Most of us understand love in a narrow, wishful thinking and never out of the context of family or sexual relationships, while the emotion is mixed with possessiveness, egotism, appeasement, dependence, etc. Love is one of the most talked about subjects in the world, and one of the hardest to figure out.It inspires artists and is the foundation of a happy marriage and a happy family—loss or lack of love can fragment or affect the normal development of a personality. Most of us have a narrow, wishful thinking about love, never divorced from the perspective of family or sexual relationship, and this emotion is mixed with possessiveness, ego, appeasement, dependence, etc.

Only recently has love been characterized as a serious scientific subject.Now, the situation has changed.Many psychologists, doctors, and scientists began to devote a lot of energy to thinking and studying the problem of "love" as a basic human need and as a source of unexplored power to affect human affairs.In light of this discovery, we will have to revise and expand some of our traditional ideas about love. What is the relationship between love and maturity?Dr. Rollo May replied in this way.In his recent book "Man's Self-Seeking", he said: "The ability to give and receive mature love is the standard to measure whether a person has a complete personality."
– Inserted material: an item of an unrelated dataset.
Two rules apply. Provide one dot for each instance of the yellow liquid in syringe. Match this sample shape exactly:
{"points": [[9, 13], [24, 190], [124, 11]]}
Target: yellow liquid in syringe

Dr. May also concluded that most people fall short of this standard, and that the average person's understanding of love is ambiguous and naive. For example, if a woman devotes her whole life to her husband and children, so that she is completely cut off from everything in the world, her possessiveness is stronger than her love.The true meaning of love is not a limitation, but an extension.A man who adores women so much that he can't find any other women to compare him to is not a specimen of a "loving" man - he is a typical example of restricted emotional development and forcing himself to stay in a babyhood and maintain a dependent mentality .Attachment is not love.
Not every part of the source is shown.